ATRI. «Sto meglio, speriamo di tornare presto a essere operativi». Ernesto Piccari parla da un reparto Covid dell’ospedale di Atri. È il sindaco di Montefino, ma soprattutto è il medico di base di Castiglione Messer Raimondo, il piccolo centro della vallata del Fino con il più alto numero di vittime e positivi della zona rossa. Piccari per giorni è stato in prima linea, come tanti suoi colleghi medici in questa battaglia infinita. Quando è comparsa la febbre ha chiuso l’ambulatorio, si è messo in isolamento e poi è arrivata la certezza del tampone. «Tre colleghi positivi nella zona a testimoniare come i medici di base sono stati i primi presidi sul territorio, medici in prima linea», dice Piccari, «noi siamo sempre stati vicini ai pazienti. I rischi? Siamo medici. E poi chi poteva immaginare che un piccolo paese lontano dai grossi centri, dal via vai continuo di persone che arrivano da fuori potesse essere un focolaio? Sicuramente da questa emergenza sanitaria, dai modi di diffusione, si dovrà imparare tanto. Ma ora dobbiamo guardare al presente, al momento che viviamo, un momento sicuramente molto difficile».
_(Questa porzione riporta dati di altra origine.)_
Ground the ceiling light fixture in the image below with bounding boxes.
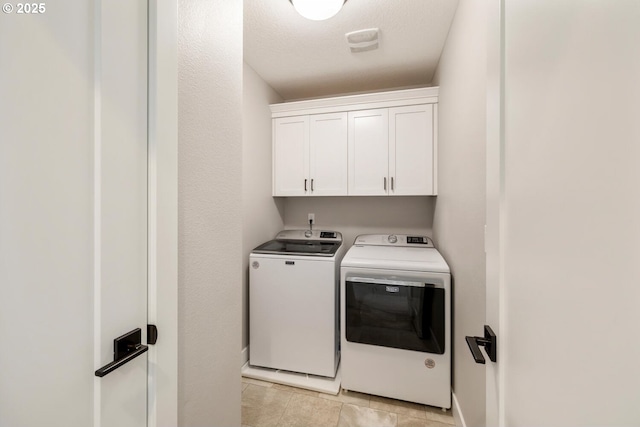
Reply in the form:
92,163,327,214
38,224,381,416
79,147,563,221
289,0,347,21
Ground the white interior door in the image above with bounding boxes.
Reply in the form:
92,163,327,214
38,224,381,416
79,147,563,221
487,0,640,426
478,0,505,426
0,0,147,427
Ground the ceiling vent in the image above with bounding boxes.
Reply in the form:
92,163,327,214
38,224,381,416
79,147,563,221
345,28,378,52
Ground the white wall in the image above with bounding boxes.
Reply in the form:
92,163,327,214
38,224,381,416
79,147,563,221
284,197,435,247
433,0,487,426
499,0,640,426
178,0,242,426
242,62,284,349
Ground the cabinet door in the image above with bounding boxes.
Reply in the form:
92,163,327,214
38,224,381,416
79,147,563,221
309,113,347,196
349,108,390,196
389,104,435,196
273,116,309,196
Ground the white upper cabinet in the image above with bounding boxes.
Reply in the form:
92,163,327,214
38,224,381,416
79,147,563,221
309,113,347,196
389,104,436,196
349,108,390,196
271,87,438,196
273,116,309,196
273,113,347,196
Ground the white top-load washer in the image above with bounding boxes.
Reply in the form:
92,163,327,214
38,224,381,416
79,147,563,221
249,230,345,377
340,234,451,409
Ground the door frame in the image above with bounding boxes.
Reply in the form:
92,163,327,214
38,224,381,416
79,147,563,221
147,0,178,427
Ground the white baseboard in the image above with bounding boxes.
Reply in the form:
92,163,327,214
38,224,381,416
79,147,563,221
240,363,342,396
240,346,249,368
451,392,467,427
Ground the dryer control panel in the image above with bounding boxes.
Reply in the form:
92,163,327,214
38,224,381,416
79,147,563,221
353,234,434,248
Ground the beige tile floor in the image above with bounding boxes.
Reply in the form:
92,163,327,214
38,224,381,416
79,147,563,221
242,378,455,427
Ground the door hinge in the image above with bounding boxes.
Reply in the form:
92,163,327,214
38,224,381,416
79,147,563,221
147,325,158,345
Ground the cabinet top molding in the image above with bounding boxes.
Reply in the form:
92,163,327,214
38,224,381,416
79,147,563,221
269,86,439,118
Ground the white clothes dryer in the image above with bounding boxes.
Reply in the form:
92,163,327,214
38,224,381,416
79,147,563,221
340,234,451,409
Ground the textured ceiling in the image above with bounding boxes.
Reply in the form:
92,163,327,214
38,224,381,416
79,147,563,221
244,0,458,100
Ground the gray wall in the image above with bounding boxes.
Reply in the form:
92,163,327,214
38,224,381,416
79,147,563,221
433,0,487,426
284,196,435,247
241,63,284,357
178,0,242,426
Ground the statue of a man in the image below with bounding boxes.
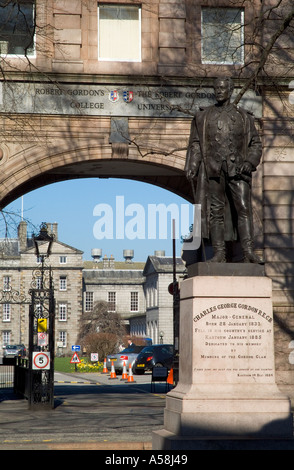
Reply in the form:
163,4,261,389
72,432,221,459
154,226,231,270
185,78,262,263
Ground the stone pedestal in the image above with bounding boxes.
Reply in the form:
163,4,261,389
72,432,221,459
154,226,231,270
153,263,294,450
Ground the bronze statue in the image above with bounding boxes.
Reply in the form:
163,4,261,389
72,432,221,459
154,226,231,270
185,78,262,263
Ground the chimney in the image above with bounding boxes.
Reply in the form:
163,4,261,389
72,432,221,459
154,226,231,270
18,220,28,252
51,222,58,241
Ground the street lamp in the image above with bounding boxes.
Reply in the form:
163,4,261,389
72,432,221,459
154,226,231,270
28,223,55,409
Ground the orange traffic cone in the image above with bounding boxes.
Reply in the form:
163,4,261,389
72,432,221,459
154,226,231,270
120,362,128,380
128,364,135,383
109,361,117,379
166,368,174,385
102,357,108,374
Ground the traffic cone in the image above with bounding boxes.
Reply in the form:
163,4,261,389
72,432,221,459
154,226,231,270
109,361,117,379
120,362,128,380
128,364,135,383
166,368,174,385
102,357,108,374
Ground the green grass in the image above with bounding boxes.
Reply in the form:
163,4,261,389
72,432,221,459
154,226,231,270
54,357,75,372
54,356,103,372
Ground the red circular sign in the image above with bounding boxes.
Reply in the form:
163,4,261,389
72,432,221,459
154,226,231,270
34,352,50,369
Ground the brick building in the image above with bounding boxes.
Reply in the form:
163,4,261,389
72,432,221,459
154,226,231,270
0,222,83,351
0,0,294,383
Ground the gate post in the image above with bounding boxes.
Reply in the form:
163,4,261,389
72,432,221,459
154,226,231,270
28,224,55,409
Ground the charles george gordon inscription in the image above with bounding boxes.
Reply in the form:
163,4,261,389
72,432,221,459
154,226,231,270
193,299,274,383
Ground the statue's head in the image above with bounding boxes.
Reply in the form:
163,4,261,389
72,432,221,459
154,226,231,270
214,77,234,103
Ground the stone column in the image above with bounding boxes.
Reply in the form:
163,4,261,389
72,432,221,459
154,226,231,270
153,263,294,449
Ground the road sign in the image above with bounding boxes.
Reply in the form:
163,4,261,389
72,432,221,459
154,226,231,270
38,333,48,346
38,318,47,333
33,352,50,370
70,353,81,364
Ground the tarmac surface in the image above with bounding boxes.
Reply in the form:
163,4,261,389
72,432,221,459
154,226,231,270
0,373,294,452
0,373,167,451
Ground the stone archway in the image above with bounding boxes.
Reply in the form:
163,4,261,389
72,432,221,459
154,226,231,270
0,115,192,208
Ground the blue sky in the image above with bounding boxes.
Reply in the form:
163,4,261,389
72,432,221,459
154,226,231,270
4,178,192,261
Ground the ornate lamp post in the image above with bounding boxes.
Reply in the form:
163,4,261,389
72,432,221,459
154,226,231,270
28,223,55,409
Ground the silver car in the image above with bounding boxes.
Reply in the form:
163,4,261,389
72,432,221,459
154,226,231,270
106,346,145,374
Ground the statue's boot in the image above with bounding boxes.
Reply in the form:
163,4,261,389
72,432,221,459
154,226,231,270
209,225,226,263
238,222,264,264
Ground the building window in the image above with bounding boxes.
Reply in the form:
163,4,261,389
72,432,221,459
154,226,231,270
0,0,35,56
58,304,67,321
201,8,244,65
2,331,11,345
108,292,116,312
59,276,67,290
85,292,94,312
3,304,11,322
131,292,139,312
3,276,11,291
98,4,141,62
59,331,67,348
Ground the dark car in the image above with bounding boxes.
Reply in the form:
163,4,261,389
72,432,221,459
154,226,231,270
133,344,174,374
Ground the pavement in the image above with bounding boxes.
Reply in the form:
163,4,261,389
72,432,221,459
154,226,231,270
0,373,170,451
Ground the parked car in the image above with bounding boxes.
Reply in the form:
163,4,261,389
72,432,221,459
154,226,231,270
106,345,145,374
3,344,27,362
133,344,174,374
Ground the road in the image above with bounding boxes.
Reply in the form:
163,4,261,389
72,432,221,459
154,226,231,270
0,373,170,450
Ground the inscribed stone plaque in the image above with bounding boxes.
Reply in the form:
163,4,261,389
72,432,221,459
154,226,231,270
193,298,274,383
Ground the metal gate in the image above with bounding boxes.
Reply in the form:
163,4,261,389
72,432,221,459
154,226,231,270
0,364,14,389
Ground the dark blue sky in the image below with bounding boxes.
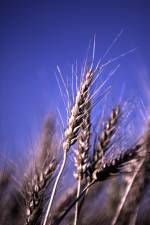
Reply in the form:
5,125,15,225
0,0,150,158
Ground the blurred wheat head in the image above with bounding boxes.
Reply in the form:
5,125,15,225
0,39,150,225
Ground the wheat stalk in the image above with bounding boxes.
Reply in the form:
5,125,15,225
74,95,91,225
25,160,56,225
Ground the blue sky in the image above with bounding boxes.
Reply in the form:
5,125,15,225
0,0,150,158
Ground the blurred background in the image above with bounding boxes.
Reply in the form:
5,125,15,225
0,0,150,162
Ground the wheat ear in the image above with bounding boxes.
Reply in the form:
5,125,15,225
43,71,94,225
112,127,150,225
92,105,121,179
74,95,91,225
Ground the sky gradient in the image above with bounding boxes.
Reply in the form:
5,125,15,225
0,0,150,159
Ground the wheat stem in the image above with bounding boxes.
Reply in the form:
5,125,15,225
43,151,67,225
74,177,81,225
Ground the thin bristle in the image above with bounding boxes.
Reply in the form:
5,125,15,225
63,71,94,151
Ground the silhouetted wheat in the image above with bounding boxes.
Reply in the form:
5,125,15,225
0,50,150,225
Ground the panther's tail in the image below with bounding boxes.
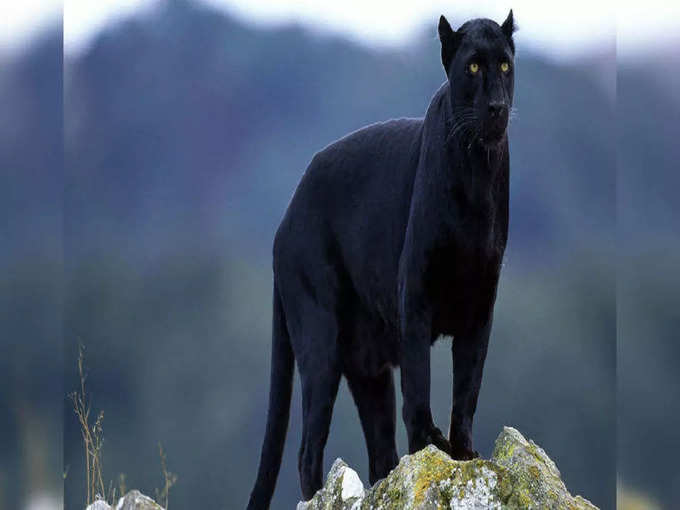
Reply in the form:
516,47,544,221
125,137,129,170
248,284,295,510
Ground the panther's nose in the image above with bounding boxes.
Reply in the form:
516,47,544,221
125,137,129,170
489,103,508,118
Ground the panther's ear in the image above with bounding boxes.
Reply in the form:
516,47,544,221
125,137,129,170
439,16,462,74
501,9,517,53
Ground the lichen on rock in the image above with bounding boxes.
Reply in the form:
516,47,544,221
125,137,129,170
297,427,597,510
86,490,163,510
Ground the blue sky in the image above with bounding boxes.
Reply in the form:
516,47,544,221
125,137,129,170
0,0,680,58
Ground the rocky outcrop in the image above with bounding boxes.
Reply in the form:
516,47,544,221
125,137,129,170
86,491,163,510
297,427,597,510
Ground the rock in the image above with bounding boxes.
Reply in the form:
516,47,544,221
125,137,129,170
116,491,163,510
297,427,597,510
86,490,163,510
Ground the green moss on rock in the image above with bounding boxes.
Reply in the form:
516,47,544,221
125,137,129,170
298,427,596,510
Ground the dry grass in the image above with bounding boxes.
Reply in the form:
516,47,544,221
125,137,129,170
69,345,177,510
156,443,177,510
69,345,106,505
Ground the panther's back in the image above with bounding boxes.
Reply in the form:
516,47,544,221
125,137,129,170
274,119,423,318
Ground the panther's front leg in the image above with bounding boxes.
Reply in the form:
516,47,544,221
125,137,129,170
400,274,451,454
449,317,492,460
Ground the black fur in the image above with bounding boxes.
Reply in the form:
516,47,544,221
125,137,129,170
248,11,514,509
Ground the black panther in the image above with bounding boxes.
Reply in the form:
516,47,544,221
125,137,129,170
248,11,515,509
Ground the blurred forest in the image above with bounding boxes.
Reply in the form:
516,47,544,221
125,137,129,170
0,1,680,509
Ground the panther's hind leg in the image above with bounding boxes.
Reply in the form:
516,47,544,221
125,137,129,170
347,368,399,485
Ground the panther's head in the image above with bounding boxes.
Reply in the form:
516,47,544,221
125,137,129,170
439,10,515,147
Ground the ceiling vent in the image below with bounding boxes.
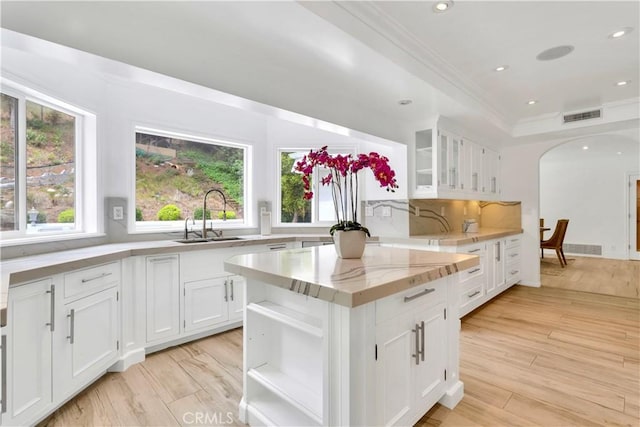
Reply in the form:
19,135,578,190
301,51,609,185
562,109,602,123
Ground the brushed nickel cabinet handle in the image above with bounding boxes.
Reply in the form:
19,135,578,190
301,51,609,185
404,288,435,302
420,320,424,362
45,285,56,332
0,335,7,414
411,323,420,365
67,308,76,344
82,272,113,283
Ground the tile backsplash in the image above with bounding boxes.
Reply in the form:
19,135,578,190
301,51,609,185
364,199,522,236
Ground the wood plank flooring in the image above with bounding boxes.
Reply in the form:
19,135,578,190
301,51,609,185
540,251,640,298
42,261,640,427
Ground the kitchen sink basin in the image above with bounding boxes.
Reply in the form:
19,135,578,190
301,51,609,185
175,236,242,243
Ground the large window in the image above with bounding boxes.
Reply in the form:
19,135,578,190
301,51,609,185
278,148,353,225
0,88,83,240
135,129,248,231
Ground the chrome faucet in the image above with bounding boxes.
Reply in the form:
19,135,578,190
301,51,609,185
202,188,227,239
184,216,196,240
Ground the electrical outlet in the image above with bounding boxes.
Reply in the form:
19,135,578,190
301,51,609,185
113,206,124,221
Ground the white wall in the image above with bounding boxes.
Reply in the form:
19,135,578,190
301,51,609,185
501,127,640,286
540,134,640,259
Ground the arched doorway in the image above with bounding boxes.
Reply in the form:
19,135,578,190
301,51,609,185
539,133,640,259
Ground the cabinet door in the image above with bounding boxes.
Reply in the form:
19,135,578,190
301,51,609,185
184,277,230,332
487,240,505,294
145,255,180,342
415,304,447,411
2,279,52,425
54,288,119,399
413,129,435,192
227,276,247,320
376,313,416,426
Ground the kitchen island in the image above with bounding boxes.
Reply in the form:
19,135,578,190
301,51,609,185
225,245,479,425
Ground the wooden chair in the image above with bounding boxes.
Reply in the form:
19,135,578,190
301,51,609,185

Fino a lunedì 16 marzo Piccari ha tenuto aperto l’ambulatorio. Lo ha chiuso il giorno dopo. «Quando è comparsa la febbre», racconta, mi sono messo in isolamento e ho fatto il tampone. Poi, dopo qualche giorno, il ricovero in ospedale per essere sottoposto alla cura farmacologica. Ora va meglio e speriamo di uscire presto. Un ringraziamento particolare a tutto il personale medico e infermieristico, e non solo, dell’ospedale di Atri che in questi giorni di grande emergenza dimostra tutta la sua grande preparazione e professionalità. Inutili dire che lavorano a ritmi inimmaginabili. Sono davvero esemplari in questa profonda dedizione». E anche dall’ospedale Piccari pensa alla sua gente di Montefino: «Abbiamo cercato come amministrazione di predisporre tutti i servizi per stare vicino alla popolazione. A loro continuo a dire che non sono soli».
A Montefino tutti gli amministratori comunali sono in isolamento volontario e sono stati sottoposti al tampone. A gestire l’emergenza il vice sindaco Cristian Grossi, anch’egli in isolamento che dice: «Aspettiamo da tempo i risultati dei tamponi, ma ancora non arrivano. Vorremo chiedere alla Asl di velocizzare perché in questo momento il nostro Comune è chiuso e abbiamo bisogno di tornare ad essere operativi».(d.p.)